October 4, 2022
Latent & Sensible Heat
Heat is the form of energy that flows or transfers from one object to another due to their temperature difference to establish the thermal balance. It can be categorized as sensible heat and latent heat. Sensible heat relates to the term “sense”. Therefore, it is the form of heat that can be felt or sensed due to the change of temperature with no change in pressure or volume. Latent heat, in contrast, is the “hidden” heat that is the energy absorbed or released by a substance resulting in the phase change at a fixed temperature which could be melting or boiling point or vice versa for the release of heat.
During the latent phase, the thermal energy supplied/ released is used to overcome the intermolecular forces of the substance that are responsible to maintain its state. This results in a phase change of the object. The latent heat of crystallization is released when water turns into ice. During this exothermic reaction, 1g of water when frozen into 1g of ice releases 80 calories of heat. The heat released tends to make the water molecules more orderly and attain spatial symmetry. They slow down and eventually stick to each other to become denser than the ice making a liquid-liquid phase transition.

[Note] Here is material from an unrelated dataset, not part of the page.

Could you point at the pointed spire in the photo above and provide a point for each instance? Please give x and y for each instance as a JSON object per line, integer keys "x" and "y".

An unusual phenomenon observed in water is a negative thermal expansion which means water expands instead of contracting on freezing, making it less viscous on solidifying. Based on the arrangement of water molecules upon freezing, ice exists in 17 crystalline phases. One of the interesting applications based on the concept/ exploitation of latent heat is the presence of high-density water. The phase transition behaviour of water to maintain a high-density liquid is due to the co-occurrence of two processes. Firstly, the high density is due to the shortening of hydrogen bonds that allows more molecules within the given volume, and secondly continuation of asymmetrical arrangement. This interplay between bond orientation and density forms the basis of supercooled water.